In this final session hosted in partnership with the Royal Economic Society, the speakers talked about the new techniques and resources that can improve the teaching of econometrics. Our first speakers were Joshua Angrist from MIT and Steve Pischke from LSE, who presented their unique Example First Approach. On a strong note, Pischke highlighted that econometric courses often lack focus on real-world issues and rely on theoretical models too much. As a result of this, students frequently fail to absorb the content and apply it to their future jobs. As a way to deal with this, he suggested an Example First Approach that makes the content easier to digest. To do this, he usually introduces real-world research before introducing abstract concepts. In my opinion, by posing examples of real-world problems first, such a method gives students a strong motivation to investigate the solution, and I think that it is with such motivation that students will find it easiest to digest theoretical content.

Along similar lines, Amanda Gregg from Middlebury College mentioned that theoretical concepts prove to be difficult for many students to internalise, and more often than not, these theoretical concepts interact with each other in many models. Facing this, Gregg used simulations in her classrooms to improve teaching. In this session, she illustrated the relationship between the central limit theorem and standard normal distribution by using simulations. In my opinion, such a method allows students to explore the concept in an interactive way, helps to cement foundational concepts, and it ensures the understanding of future material.

Similarly, George Orlov from Cornell University presented two innovative types of classroom activities that help content absorption: invention activity and sense-making activity. On the one hand, the invention activity exposes students to a complicated problem that’s based on a concept that has not been mentioned yet in the course. To illustrate such activity, he elaborates on the example of an invention activity based on regression discontinuity IA. On the other hand, the sense-making activities first introduce the students to a concept and then provide contrasting examples that showcase the concept in action and how it interacts with students’ pre-existing knowledge. Quite similar to the Example First Approach mentioned before, this method was really effective in eliciting my inner curiosity, and it also made abstract concepts easier to digest.

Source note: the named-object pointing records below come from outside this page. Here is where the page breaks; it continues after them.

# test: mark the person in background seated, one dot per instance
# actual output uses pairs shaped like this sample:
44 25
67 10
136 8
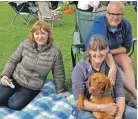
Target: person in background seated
119 34
90 6
94 61
28 67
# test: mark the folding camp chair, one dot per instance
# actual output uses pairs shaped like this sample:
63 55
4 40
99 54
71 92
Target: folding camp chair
84 21
46 13
22 10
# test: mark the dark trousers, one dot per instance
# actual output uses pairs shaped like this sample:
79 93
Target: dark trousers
16 98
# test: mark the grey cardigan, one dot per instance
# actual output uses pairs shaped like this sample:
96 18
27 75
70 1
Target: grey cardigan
30 67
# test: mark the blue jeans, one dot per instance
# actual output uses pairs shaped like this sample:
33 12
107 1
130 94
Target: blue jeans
16 98
129 113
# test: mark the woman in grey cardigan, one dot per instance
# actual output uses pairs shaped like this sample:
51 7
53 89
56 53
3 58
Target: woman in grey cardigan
26 70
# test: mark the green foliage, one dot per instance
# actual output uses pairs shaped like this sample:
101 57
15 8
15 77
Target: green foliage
12 35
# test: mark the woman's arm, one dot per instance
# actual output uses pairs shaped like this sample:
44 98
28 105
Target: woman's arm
59 73
13 61
121 106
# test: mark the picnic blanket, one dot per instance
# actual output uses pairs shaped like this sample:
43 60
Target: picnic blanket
46 105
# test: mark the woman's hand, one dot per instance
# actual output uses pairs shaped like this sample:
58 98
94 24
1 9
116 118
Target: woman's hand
4 81
112 74
110 108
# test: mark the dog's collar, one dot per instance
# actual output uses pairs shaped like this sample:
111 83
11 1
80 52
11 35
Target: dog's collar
102 94
105 94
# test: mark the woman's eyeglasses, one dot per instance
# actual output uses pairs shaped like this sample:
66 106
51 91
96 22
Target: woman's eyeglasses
113 15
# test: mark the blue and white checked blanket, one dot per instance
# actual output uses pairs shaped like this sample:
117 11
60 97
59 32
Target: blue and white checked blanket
46 105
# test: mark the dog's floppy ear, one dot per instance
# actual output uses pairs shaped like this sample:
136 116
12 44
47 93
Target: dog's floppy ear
108 86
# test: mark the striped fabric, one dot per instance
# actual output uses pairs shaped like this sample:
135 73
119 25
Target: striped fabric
47 105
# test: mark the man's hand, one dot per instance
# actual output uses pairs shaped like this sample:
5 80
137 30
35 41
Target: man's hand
112 75
110 108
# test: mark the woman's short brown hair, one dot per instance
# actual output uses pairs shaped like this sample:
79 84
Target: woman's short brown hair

Apart from knowing how to better teach econometrics, it is possible for staff to use econometrics and data to learn more about their classrooms. I believe that more often than not, lecturers fail to realise the mood in the classroom and pursue either of these two options: continue teaching nevertheless or ask if there is any doubt in an intimidating way, to which almost no student responds. Besides, I believe that if any questions are asked in those instances, they usually come from the hand-raisers and those that understood the material better. As a solution to these scenarios, Teddy Svoronos, a Lecturer from Harvard Kennedy School showed how he used polls and other techniques to investigate his classrooms. Thanks to this, he was able to tweak content accordingly and enhance his teaching. Particularly, he mentioned Teachly, a website used at Harvard that allowed him to track participation dynamics in the classroom and also helped him to create an inclusive learning environment.

Paul Samuelson once defined econometrics as ‘the quantitative analysis of actual economic phenomena based on the concurrent development of theory and observation related by appropriate methods of inference’. As such, this course is often the most challenging course for many students, and the new practices presented here in TeachECONference can work as a guide for teachers around the world to improve the teaching of econometrics.